I’m interested in the effects of Experimental Variables and Time, and want to account for the batch effect.

I currently have the following Full model:

dds <- DESeqDataSetFromMatrix(countData = cts, colData = coldata, 
                              design = ~ year + time + EVA + EVB + 
                                      year:time + year: EVA + year: EVB +
                                      time: EVA + time: EVB + EVA: EVB +
                                      year:time: EVA + year:time: EVB + year: EVA: EVB +
                                      time: EVA: EVB + year:time:EVA:EVB, parallel=TRUE )

I will probably have a significant interaction between Batch and the Experimental Variables A & B and am using the LRT to test whether "year:time:EVA:EVB" (and other interaction terms that include the Batch variable) should be included in the model:

 dds.lrt.1 <- DESeq(ddsClean, reduced=  ~ year + time + EVA + EVB + 
                                      year:time + year: EVA + year: EVB +
                                      time: EVA + time: EVB + EVA: EVB +
                                      year:time: EVA + year:time: EVB + year: EVA: EVB +
                                      time: EVA: EVB, test="LRT", parallel=TRUE )
res <- results(dds.lrt.1)
> sum(res$padj < 0.1, na.rm=TRUE)
[1] 3591

Someone told me that if Batch interacts with the Experimental Variables, I cannot compare levels of each experimental variable without first splitting my data into the two separate batches, doing comparisons within the years, and then intersecting the lists of differentially expressed from each year.
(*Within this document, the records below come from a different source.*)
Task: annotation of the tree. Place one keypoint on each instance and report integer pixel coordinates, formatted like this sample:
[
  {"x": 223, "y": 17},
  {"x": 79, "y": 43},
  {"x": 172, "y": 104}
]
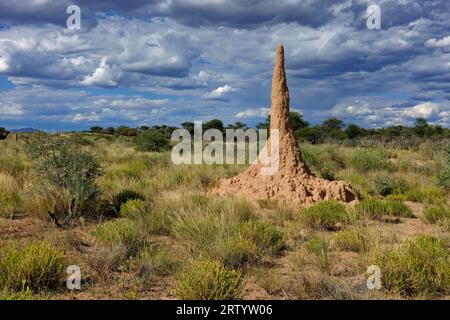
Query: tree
[
  {"x": 333, "y": 124},
  {"x": 96, "y": 129},
  {"x": 353, "y": 131},
  {"x": 420, "y": 126},
  {"x": 189, "y": 126},
  {"x": 152, "y": 140},
  {"x": 126, "y": 131},
  {"x": 109, "y": 130},
  {"x": 237, "y": 125},
  {"x": 3, "y": 133},
  {"x": 297, "y": 120},
  {"x": 213, "y": 124},
  {"x": 69, "y": 169}
]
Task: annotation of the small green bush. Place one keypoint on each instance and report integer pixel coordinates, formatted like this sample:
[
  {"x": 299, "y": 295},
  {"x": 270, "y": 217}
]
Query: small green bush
[
  {"x": 263, "y": 235},
  {"x": 320, "y": 248},
  {"x": 377, "y": 209},
  {"x": 133, "y": 208},
  {"x": 351, "y": 240},
  {"x": 210, "y": 280},
  {"x": 418, "y": 267},
  {"x": 152, "y": 140},
  {"x": 324, "y": 215},
  {"x": 124, "y": 196},
  {"x": 366, "y": 159},
  {"x": 121, "y": 232},
  {"x": 436, "y": 214},
  {"x": 37, "y": 266}
]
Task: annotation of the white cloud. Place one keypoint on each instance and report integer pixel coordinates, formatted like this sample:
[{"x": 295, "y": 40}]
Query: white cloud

This doesn’t seem quite right, but I'm not sure what to do.

My Baseline is: EVA L1 EVB L1 Time 1 Year 1

I am interested in comparing specific (1) levels of EVA given the same EVB and time (2) levels of EVB given the same EVA and time, and (3) whether the change between pairs of consecutive times is equal between different groups.

As two examples (of many), if I do not include a batch effect, my results() look like this for each of the following comparisons:

# Effect of EVA L2 (at Time 4 and EVB L1)
First <- results(ddsClean, contrast = list(c("EVA_L2_vs_L1", "time4.EVAL2")), pAdjustMethod="fdr")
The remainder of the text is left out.